Abacus Group previously used Morgan Stanley to advise on the internalisation of Abacus Storage King, and the firm is now running the selldown process. Sources indicate the almost 20% stake in the listed self-storage REIT is being carved up, with around half expected to go to billionaire-backed interests and the rest to institutional investors.
The parcel is reportedly being marketed as an imminent block trade, rather than a slow drip into the market. That structure lets Abacus Group cleanly exit in size without crashing the share price.
Under the mooted deal, billionaire-linked interests are expected to take roughly half the stake, while institutions absorb the balance through a placement. Those interests already control about 40% of Abacus Storage King directly, so the new purchase would lift that position to a clearly larger, more influential holding.
For institutions, the placement offers rare, immediate scale in a tightly held $1.84bn vehicle. For Abacus Group, the move crystallises value from its strategic holding and simplifies its own balance sheet post-internalisation.

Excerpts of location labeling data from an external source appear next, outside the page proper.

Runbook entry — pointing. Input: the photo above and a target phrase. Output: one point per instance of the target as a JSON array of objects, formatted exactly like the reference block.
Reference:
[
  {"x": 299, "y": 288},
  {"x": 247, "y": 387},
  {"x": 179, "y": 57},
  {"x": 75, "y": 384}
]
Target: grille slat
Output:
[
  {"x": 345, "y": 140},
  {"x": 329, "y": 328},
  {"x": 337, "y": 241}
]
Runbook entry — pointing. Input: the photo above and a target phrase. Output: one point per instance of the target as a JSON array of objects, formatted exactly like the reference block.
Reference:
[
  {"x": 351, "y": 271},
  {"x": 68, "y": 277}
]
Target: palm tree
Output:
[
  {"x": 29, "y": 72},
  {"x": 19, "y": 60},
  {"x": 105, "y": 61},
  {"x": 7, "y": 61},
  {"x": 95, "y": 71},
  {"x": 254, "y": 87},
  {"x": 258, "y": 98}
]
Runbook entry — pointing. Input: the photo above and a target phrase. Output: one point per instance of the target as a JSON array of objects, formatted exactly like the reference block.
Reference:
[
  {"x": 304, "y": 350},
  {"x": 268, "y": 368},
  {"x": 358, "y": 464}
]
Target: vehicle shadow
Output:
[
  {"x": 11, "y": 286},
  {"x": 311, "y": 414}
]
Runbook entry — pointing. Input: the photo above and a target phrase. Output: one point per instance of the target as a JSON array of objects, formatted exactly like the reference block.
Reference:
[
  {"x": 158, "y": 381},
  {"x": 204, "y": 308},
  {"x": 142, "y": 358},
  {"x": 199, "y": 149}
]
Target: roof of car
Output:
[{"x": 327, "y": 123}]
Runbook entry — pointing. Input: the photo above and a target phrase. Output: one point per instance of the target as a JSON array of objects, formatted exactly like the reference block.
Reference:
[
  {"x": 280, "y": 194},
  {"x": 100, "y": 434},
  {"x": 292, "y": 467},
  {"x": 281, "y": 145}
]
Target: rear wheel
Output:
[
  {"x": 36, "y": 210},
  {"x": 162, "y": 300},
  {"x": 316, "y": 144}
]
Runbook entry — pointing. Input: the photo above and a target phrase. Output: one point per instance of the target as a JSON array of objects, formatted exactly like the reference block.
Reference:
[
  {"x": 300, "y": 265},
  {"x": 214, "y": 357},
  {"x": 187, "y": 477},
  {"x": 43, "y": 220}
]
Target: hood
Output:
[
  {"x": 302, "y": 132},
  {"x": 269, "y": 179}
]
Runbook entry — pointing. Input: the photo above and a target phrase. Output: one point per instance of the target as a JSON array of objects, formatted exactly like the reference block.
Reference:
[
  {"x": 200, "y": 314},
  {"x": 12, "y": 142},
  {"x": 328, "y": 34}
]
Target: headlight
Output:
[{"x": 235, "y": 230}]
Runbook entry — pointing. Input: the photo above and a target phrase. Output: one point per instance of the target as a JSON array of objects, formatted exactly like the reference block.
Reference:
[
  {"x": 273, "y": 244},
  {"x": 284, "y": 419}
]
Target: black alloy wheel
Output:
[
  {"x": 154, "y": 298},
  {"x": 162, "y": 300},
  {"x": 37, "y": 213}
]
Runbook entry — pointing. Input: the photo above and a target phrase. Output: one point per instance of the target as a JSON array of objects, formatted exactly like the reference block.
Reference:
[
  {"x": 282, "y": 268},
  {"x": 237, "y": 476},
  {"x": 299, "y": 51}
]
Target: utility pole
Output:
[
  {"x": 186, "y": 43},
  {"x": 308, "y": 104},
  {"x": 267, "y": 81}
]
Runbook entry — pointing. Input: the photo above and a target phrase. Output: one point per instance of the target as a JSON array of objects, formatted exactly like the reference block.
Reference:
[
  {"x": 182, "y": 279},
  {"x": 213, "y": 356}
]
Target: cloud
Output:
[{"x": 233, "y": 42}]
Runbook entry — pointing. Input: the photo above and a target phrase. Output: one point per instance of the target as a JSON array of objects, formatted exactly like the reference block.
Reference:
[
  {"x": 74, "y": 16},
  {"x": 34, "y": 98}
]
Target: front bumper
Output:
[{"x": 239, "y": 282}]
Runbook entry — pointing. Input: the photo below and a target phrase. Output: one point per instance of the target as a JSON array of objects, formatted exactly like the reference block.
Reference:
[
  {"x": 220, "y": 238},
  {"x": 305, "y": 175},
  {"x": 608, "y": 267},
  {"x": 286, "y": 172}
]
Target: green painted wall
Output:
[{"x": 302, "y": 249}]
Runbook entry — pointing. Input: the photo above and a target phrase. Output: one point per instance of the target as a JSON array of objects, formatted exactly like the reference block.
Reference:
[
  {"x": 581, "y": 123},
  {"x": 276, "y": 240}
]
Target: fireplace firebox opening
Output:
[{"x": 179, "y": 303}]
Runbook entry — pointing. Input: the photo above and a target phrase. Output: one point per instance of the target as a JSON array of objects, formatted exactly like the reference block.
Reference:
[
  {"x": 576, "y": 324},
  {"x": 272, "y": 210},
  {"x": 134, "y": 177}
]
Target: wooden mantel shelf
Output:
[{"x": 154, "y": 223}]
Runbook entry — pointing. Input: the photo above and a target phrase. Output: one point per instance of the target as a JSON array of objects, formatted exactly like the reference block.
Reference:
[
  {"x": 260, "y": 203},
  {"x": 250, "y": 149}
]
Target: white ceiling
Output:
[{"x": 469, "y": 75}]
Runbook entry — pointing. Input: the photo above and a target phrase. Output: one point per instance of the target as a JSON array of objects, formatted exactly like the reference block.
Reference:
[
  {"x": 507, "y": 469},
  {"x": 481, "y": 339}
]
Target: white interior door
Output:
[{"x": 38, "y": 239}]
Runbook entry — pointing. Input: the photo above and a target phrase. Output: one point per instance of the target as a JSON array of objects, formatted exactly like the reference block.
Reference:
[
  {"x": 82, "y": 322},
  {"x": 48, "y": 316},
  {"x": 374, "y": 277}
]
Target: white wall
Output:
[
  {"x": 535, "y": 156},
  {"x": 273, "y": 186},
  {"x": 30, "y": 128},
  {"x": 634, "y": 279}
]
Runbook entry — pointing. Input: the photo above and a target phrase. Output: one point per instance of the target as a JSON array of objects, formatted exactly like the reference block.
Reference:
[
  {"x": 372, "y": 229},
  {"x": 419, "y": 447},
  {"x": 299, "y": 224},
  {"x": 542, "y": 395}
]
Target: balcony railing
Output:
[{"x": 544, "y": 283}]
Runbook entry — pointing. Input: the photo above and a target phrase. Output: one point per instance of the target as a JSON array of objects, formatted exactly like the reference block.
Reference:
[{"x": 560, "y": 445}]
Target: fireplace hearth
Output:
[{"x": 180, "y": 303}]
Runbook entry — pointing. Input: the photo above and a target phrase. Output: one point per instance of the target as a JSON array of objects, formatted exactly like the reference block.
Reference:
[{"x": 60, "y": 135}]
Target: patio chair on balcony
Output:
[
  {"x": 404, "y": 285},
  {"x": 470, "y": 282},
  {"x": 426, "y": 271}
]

The timing matters because Abacus Storage King has only just shifted to a fully internal management model, changing how fees, governance and alignment work. A larger anchor investor stepping up at that moment signals strong conviction in the asset, even as it concentrates power in fewer hands.
Market observers say the emerging ownership profile will entrench a dominant shareholder alongside a new cohort of long-only institutions. That tension between concentrated control and broader institutional backing now shapes the next phase of the REIT’s listed life.